Success has many different forms across several different contexts. Imagine someone that achieves business success in California (say, Elon Musk or Mark Zuckerberg). Then try to think of what it might take for a similar level of success in London, Mexico City, Russia or China. 

Context matters. Overspeeding over and through a slower opponent doesn’t always “win.” Consider the Gulf War, famously 100-hours long. Coalition forces out-OODA’d the Iraqi defenders and really ripped through Saddam’s army. Yet would anyone say overspeed was strategically decisive? No, not really, because a certain tactical activity is just one instrument in a much larger strategic symphony. And few if any would judge American and Western efforts in Iraq successful over the past three decades. 

In its purest form, OODA is essentially an algorithm that guides you to always be faster than your opponent. But what about the second opponent behind you? (Ask Julius Caesar about this problem.) Or the emergent strategic response triggered by an actor’s tactical victories—say, the alliance that Napoleon brought down on France, that upended his empire?

The Legend of Boyd, the Myth of OODA

It’s strange that so many have placed so much faith in OODA. Isn’t it? That a theory developed from aerial combat has kept hold of so many in an age when aerial combat has virtually vanished? There’s no more dogfighting; this part of war’s history has almost entirely shriveled up. 

Boyd’s OODA Loop, in this way, reminds me of the seventeenth-century Japanese swordsman Miyamoto Musahi. A learned, great tactician with a relatively simple philosophy of action. There seems to be a deep human urge to reach for another era’s ideas. We want some ancient Yoda-like figure to bestow wisdom on us. 

Imagine OODA came from baseball’s Ted Williams, or an Olympic wrestling coach. It probably wouldn’t have so much grip as having come from an amazing fighter pilot like Boyd. His quirks, his mannerisms, his other ideas and speeches, and the fact that he never really wrote much of anything that’s provided this mostly empty vessel into which so many pour their need to hook-on to a Great Genius of ye olden days.

It seems the mystique of leaving nearly nothing written down has magnified Boyd’s impact. His adherents’ interpret what little there is like soothsayers reading bones. They typically claim Boyd’s “misunderstood,” just as Boyd himself often did. But the burden here falls on the proponent of the theory. If Boyd wanted to be understood clearly, he should have written clearly.

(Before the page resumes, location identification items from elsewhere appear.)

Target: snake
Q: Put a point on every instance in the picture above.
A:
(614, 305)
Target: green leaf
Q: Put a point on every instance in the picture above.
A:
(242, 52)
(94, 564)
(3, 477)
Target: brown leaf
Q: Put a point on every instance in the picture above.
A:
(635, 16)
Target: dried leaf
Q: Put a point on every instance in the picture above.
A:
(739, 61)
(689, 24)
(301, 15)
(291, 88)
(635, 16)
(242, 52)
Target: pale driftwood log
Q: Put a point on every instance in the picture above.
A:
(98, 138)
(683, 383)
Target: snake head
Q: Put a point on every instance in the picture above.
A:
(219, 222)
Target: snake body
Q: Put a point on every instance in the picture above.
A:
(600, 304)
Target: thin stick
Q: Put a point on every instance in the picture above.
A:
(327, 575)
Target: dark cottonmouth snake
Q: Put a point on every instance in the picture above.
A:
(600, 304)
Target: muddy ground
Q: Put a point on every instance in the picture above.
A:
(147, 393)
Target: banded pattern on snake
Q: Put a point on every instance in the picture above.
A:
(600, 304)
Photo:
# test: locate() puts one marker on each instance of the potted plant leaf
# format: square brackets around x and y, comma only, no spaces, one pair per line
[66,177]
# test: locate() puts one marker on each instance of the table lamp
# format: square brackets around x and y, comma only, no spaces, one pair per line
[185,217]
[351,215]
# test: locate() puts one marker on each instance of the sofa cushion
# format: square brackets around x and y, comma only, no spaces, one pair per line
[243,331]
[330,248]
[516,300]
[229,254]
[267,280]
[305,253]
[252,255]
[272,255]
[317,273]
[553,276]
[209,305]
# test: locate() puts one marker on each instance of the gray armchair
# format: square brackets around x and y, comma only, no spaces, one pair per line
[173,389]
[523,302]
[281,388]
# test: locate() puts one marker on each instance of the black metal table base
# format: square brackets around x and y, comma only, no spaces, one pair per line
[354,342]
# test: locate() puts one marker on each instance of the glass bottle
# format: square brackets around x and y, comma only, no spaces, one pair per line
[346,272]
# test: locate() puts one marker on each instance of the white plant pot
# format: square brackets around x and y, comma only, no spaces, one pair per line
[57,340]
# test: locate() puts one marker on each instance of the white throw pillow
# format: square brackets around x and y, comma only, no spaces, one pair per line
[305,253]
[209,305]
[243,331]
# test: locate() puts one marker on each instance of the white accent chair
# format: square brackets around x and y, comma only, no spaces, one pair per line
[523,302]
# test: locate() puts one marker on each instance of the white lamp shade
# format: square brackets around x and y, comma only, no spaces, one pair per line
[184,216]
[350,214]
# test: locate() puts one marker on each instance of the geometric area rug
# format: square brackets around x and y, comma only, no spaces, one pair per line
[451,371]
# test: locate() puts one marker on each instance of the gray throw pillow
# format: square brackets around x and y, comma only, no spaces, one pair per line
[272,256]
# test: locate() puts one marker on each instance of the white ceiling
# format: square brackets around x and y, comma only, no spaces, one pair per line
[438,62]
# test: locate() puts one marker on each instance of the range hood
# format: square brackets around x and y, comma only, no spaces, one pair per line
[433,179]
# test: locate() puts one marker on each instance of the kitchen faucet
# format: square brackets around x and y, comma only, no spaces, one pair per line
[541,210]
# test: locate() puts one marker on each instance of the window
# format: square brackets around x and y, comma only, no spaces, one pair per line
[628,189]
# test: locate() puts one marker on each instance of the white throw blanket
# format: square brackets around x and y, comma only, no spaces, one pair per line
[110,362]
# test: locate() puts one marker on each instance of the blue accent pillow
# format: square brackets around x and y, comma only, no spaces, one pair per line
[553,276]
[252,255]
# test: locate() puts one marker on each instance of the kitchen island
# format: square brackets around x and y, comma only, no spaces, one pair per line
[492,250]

That was his own bloody, cardinal red sin. 

Boyd was a brilliant guy, and OODA’s tactically useful, but strategically limited. Use it wisely where applicable, and run away quickly when someone wants to wield it where it just won’t work.


Lieutenant Colonel ML Cavanaugh, PhD, is a senior fellow with the Modern War Institute at West Point, and writes a weekly newsletter at StrategyNotes.co

1 thought on “The Weakness of OODA: One-Speed-Fits-All is not a Recipe for Strategic Success”

  1. Or consider the possibility that the loop can be slowed down to suit the situation, particularly where winning a short term conflict is not the goal. As a consultant in business processes I’ve worked extensively with high level models that have significant similarities to the OODA loop…Edgar Schein’s ORJI model (Observation, Reaction, Judgement, Intervention) or the Institute of Cultural Affairs’ (ICA) ORID (Observe, Reflect, Interpret, Decide) model. While both are intended to make efficient use of time, neither have their origins in combat, and so lack that drive to “get inside the opponents decision loop.

    Of course the cautionary note about The OODA Loop, and the ORJI and ORID models is that, despite the authors’ original good intentions, they are often applied poorly by those with a superficial understanding of what they are and how to use them. Arguably, no matter how good a model is, they are potentially dangerous in the hands of a poor practitioner. And the more popular a model gets, the more poor practitioners there seem to be. As George Box said (in an entirely different context) “All models are wrong but some are useful”. The usefulness, however, can be very dependent on who is wielding them.